Take the pain out of packing by starting early. First have a good clear out and take unwanted clothes and household items to the local charity shop. Stagger your packing – start early by boxing up items you won’t be using until after the move, such as some of your books, kitchen items and clothes. Label each box with the room it is going to end up in using large white labels and different coloured marker pens for each room – living room, kitchen, bedroom etc.
Fill one box with all the things you’ll need as you arrive at your new home, including a kettle, cups, coffee/tea and biscuits, cloths and cleaning products – and a menu from your new local takeaway for your first night. Label this clearly and take it with you in the car on the day you move.
New home, new furniture
Moving home is a great excuse to treat yourself to some new furniture. Your old furniture might not fit – size or style – with your new home, and moving house is a good time to think about investing in a new sofa suite or upgrading from a double to a king-size mattress. Perhaps you didn’t have a dining room in your previous home and need to buy a new dining set.
Make a check list of what’s staying and what’s going – don’t forget to think about accessories such as curtains and lighting – and find out what’s being left behind by the previous owners. If you’re remortgaging, adding a couple of thousand more than you need will have little impact on the monthly payments and will give you some useful capital for new furniture and accessories, paint and wallpaper.

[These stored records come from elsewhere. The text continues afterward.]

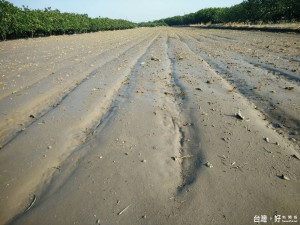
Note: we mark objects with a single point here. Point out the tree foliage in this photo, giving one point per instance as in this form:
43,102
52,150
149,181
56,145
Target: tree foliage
22,22
249,11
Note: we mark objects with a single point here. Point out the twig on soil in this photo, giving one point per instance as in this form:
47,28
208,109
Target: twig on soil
31,204
123,210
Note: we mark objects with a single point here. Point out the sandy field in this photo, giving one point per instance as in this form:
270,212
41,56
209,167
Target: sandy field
150,126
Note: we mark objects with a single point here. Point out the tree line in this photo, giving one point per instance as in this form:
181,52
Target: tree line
23,22
249,11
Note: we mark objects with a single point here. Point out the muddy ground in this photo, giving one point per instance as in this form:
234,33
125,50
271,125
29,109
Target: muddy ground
150,126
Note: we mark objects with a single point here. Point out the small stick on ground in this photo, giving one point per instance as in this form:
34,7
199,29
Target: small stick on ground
31,204
123,210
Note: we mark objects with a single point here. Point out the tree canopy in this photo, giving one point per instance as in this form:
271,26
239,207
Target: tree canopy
249,11
23,22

When ordering furniture, make sure the company offers flexibility on delivery dates or you could find yourself sitting on deck chairs and sleeping on a blow-up bed for the first couple of weeks. At Furniture Choice delivery is free to most of mainland UK and you can select the delivery date to suit you at check out.
Moving with children
Moving house can be a difficult time for children, especially if they’ve only ever lived in your current home. They may be moving away from friends and having to start at a new school, or the move could be prompted by a new baby, bereavement or divorce, bringing an extra emotional dimension.

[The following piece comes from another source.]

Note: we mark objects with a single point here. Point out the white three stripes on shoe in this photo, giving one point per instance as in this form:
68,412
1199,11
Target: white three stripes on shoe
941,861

Try to involve your children from the start. Take them to see their new home early on and show them any positive features of the neighbourhood, for example parks and play areas.
Give them as much say as possible when it comes to choosing and decorating their bedrooms (see our article on Ideas for Children’s Bedrooms). Invest in a new storage bed, such as a sleep station or cabin bed with drawers and shelving for their toys and books and take the time to sit down with them to plan the colours or theme to their new room. Give each of your children a small budget to choose something new for their bedroom – it will help them feel involved.
In an ideal world, it’s best to build in a couple of weeks or more to prepare your new home after the previous owners have left so that you can clean, decorate, hang curtains and get carpets and ovens professionally cleaned.
In the real world this isn’t always possible, so decide which rooms to prioritise. You may want to move into the spare room while you decorate the master bedroom or get your children to share while you sort out their bedrooms.
Make a list of all the utilities and other companies you need to alert to your move and arrange post redirection for six months to give yourself time to get organised. If you’re moving into an empty property, the estate agent will usually let you borrow the keys for a day in advance of moving – and they are unlikely to object to you bringing along a mop and some Mr Sheen.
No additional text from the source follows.